I am a technology transfer professional in the Research Innovation Office, University of Guelph. Our office’s priority is translating research into applications that make an impact on society. My focus is the commercialization of inventions that help protect the environment, create jobs, and improve life.
Of relevance to the Biodiversity Resilience Network is a biological tracer (biotracer) project I am working on with Dr. Kevin McCann. This project explores the feasibility of using biotracers (e.g. DNA, stable isotopes, fatty acids) to monitor the trade of wildlife and plants around the globe and builds on the University of Guelph's strength in DNA barcoding (i.e. species identification). The gap we are looking to address is a standardized way to authenticate the origin of animals and plants that enter trade. Key questions of interest span both fundamental and applied domains of research and include, but are not limited to:
- How do common biotracers vary in space and time?

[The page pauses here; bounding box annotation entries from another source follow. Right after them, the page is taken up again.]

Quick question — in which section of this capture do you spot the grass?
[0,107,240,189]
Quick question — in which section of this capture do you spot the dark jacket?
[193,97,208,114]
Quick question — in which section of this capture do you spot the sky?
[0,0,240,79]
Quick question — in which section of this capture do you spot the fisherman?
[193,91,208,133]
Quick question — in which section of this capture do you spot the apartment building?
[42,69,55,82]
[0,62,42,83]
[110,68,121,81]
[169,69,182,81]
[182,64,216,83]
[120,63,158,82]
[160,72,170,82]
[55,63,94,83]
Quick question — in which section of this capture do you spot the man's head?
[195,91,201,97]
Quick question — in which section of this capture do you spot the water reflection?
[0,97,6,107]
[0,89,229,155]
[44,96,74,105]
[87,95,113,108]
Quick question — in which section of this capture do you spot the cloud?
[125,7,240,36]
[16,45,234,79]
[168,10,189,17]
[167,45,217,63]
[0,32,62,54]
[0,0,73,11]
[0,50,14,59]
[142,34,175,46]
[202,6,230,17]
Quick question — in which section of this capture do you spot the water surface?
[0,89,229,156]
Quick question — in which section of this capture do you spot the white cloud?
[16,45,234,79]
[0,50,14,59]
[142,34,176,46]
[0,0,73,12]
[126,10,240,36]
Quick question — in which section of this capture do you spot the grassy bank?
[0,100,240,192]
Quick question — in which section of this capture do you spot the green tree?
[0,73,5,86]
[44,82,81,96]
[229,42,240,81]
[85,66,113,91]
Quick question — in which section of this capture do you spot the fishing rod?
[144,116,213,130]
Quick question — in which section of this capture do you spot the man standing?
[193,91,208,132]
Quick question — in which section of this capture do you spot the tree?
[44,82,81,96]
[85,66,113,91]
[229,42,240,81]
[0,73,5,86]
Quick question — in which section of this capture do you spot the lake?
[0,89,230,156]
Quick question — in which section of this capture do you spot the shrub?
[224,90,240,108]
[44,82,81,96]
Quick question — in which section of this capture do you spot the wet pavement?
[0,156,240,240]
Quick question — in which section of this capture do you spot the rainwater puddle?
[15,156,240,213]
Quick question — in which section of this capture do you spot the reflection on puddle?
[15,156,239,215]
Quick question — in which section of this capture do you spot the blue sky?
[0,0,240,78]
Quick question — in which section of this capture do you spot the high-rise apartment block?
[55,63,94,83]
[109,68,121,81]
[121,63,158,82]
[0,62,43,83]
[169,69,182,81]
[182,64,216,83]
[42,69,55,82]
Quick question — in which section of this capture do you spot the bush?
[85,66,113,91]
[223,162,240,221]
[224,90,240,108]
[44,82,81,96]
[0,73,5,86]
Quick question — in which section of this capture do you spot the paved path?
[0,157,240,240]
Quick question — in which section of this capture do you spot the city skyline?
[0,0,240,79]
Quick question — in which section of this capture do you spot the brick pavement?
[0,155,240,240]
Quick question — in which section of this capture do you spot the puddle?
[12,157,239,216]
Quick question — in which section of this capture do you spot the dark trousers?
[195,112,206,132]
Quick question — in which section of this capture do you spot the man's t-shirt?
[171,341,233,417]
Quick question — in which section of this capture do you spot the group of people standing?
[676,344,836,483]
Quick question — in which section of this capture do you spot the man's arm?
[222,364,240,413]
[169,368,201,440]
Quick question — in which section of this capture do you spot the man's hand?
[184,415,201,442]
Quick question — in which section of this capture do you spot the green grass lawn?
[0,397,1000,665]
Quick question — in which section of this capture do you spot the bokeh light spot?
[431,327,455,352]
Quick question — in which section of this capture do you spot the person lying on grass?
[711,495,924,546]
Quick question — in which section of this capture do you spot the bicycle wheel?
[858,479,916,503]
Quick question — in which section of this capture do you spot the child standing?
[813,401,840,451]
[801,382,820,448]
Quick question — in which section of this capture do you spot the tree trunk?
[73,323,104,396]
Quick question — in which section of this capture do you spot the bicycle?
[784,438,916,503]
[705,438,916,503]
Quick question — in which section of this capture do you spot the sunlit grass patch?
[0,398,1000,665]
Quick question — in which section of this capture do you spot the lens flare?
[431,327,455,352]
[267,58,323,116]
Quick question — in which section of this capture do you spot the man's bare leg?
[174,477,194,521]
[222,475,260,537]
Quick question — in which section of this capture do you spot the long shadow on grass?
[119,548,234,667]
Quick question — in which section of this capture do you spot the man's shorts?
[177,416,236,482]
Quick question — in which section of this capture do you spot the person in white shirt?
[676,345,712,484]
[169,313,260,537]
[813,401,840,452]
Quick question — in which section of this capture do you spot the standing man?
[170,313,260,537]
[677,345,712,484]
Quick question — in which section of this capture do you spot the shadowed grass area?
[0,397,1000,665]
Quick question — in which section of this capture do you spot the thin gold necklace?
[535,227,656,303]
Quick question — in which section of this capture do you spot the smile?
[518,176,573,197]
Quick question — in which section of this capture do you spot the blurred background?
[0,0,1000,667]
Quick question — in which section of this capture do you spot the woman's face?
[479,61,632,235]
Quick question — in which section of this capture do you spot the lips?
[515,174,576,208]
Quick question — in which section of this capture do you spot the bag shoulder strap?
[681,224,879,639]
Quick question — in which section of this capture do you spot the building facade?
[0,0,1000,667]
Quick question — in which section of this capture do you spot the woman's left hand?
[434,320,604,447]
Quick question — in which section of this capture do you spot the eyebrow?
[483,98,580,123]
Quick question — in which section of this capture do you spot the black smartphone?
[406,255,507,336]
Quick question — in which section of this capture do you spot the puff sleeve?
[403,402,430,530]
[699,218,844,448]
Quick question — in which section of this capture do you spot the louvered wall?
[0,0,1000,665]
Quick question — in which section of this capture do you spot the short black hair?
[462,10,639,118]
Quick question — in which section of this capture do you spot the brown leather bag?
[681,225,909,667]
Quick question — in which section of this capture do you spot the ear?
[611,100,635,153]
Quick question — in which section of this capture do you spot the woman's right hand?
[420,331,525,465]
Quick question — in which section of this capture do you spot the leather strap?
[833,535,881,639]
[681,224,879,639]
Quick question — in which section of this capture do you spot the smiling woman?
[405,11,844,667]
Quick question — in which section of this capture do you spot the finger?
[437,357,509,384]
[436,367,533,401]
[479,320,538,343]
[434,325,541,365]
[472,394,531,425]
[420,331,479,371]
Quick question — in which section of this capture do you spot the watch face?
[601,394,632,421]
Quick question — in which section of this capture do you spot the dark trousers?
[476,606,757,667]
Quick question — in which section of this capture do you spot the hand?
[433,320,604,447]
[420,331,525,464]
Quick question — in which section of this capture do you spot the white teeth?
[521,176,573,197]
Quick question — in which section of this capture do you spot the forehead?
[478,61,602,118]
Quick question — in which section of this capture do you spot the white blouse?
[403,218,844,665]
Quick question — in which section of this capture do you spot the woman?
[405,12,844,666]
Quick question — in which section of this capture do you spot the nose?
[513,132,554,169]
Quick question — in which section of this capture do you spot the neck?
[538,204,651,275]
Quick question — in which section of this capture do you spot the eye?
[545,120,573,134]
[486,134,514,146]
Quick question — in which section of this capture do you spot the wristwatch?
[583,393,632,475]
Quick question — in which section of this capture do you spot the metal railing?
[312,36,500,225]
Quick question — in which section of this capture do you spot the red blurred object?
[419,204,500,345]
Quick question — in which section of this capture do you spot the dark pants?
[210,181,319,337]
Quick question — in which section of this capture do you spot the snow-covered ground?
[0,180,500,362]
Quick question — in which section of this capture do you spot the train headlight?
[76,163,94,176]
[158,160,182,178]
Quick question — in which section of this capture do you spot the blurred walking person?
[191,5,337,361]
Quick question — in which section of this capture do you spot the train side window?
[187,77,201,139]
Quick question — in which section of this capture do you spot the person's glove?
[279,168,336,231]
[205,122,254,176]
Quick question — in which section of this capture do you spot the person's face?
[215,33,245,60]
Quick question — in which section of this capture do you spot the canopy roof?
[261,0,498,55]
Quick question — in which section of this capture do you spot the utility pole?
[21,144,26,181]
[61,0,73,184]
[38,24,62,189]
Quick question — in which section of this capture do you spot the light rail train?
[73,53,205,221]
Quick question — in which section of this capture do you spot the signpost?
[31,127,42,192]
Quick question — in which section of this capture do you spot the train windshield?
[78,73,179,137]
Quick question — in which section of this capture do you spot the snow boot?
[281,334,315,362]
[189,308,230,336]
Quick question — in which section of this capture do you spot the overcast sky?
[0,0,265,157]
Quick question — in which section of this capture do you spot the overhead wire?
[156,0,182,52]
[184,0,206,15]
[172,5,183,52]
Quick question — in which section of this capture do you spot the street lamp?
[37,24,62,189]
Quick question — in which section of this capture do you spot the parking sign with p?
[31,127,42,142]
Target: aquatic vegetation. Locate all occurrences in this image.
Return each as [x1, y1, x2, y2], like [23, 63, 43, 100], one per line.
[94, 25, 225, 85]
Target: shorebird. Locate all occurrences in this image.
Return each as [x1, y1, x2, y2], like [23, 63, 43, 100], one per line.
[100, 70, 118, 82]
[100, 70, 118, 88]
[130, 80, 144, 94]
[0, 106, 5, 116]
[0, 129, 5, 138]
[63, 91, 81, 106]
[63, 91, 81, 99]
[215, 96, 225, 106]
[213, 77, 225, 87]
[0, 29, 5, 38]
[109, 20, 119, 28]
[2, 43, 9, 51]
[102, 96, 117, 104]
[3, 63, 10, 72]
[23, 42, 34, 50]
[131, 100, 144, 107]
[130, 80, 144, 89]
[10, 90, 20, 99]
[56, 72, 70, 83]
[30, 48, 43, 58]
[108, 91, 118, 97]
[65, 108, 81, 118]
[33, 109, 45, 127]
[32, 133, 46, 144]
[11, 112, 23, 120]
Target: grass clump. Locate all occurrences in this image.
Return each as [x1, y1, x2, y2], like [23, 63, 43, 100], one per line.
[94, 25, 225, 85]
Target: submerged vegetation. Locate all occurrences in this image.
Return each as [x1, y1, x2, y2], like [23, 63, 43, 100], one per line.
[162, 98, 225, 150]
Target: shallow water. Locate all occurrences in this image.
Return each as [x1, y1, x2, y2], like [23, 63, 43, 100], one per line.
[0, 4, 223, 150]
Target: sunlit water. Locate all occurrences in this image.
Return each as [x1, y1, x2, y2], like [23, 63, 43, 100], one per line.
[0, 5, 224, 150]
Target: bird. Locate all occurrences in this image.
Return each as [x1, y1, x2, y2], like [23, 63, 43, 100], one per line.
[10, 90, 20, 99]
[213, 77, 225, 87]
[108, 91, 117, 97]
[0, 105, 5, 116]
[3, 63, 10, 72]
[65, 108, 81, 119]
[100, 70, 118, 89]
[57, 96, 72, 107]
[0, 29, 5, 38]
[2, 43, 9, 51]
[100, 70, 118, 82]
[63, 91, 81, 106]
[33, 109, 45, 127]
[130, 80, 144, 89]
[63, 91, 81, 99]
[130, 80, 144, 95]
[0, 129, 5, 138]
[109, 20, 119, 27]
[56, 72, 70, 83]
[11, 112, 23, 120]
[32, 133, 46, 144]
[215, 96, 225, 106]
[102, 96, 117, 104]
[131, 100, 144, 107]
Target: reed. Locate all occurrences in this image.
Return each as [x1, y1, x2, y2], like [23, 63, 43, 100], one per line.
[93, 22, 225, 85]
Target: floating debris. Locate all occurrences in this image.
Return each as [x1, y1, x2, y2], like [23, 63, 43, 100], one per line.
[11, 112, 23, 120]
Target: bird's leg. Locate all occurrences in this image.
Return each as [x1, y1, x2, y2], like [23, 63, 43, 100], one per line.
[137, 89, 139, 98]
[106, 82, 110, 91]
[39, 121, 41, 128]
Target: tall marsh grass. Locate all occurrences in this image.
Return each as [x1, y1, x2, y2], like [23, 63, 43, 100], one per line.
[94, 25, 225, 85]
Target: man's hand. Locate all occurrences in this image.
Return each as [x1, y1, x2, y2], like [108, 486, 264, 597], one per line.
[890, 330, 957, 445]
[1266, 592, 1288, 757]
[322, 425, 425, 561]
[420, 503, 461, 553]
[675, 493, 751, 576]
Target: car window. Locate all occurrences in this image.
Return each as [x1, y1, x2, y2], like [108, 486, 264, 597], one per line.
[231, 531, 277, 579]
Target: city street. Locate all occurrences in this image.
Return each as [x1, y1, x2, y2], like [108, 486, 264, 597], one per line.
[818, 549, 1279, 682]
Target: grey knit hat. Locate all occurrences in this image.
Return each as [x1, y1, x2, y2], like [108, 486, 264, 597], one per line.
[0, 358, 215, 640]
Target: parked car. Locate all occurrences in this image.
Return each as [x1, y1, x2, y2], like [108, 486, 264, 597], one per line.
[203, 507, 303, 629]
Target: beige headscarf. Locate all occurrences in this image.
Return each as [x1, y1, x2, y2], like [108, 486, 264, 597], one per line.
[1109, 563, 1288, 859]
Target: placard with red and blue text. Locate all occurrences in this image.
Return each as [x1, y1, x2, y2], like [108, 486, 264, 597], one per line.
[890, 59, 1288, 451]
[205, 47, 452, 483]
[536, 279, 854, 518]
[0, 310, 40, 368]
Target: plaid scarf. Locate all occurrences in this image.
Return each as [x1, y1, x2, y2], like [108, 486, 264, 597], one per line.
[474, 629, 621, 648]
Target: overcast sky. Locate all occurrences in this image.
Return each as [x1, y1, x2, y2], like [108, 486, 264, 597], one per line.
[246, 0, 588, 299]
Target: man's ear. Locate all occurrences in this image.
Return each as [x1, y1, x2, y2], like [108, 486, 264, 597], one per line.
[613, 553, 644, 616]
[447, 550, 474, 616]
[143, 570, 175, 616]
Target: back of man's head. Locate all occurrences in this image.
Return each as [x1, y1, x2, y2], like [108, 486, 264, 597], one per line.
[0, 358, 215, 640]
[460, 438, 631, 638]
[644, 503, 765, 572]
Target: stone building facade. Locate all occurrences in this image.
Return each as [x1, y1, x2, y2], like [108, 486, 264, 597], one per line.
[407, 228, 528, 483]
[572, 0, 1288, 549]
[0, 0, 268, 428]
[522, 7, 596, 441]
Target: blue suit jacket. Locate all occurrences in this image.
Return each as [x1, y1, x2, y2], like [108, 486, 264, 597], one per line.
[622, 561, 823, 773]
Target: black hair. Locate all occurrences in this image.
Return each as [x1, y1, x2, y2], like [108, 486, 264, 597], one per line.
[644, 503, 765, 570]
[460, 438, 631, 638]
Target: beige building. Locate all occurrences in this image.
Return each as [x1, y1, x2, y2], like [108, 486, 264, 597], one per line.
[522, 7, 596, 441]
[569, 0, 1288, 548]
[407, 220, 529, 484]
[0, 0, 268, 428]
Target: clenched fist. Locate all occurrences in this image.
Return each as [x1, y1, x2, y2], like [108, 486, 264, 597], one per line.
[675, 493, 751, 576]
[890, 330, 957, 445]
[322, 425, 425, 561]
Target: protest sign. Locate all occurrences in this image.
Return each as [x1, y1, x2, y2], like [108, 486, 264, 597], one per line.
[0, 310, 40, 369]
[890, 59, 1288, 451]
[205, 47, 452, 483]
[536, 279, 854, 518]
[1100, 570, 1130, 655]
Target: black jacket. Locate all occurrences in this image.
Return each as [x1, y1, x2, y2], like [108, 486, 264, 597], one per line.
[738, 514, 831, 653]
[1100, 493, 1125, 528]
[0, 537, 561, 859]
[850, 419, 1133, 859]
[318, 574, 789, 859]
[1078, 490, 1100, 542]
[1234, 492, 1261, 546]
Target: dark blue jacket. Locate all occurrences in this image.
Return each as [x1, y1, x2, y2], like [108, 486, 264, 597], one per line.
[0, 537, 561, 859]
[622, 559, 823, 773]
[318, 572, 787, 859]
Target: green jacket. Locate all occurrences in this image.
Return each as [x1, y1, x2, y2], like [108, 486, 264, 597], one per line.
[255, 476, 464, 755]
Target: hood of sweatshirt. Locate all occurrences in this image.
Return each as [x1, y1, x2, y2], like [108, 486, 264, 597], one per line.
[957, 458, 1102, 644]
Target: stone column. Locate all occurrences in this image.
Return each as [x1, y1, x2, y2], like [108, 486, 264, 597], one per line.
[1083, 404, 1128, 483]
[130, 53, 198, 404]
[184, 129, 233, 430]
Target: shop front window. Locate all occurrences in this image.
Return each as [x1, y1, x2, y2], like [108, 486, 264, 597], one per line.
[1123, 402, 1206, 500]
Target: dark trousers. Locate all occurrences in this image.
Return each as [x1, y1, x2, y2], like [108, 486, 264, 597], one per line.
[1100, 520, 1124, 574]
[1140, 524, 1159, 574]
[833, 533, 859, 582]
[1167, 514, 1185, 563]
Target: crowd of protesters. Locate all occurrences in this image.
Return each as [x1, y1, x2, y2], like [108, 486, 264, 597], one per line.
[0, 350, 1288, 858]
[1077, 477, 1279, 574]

- Are there biotracers that work for both plants and animals?
- How correlated are various biotracers?
- What is the most cost-effective combination of biotracers?
- How do DNA preservatives affect the signal of other biotracer classes (e.g. stable isotopes)?
Taken together, our goal is to build a forensic tool that can elucidate the what (species ID) and where (origin) of natural resources (animals, plants) at any point in the supply chain to increase the transparency and accountability of global trade.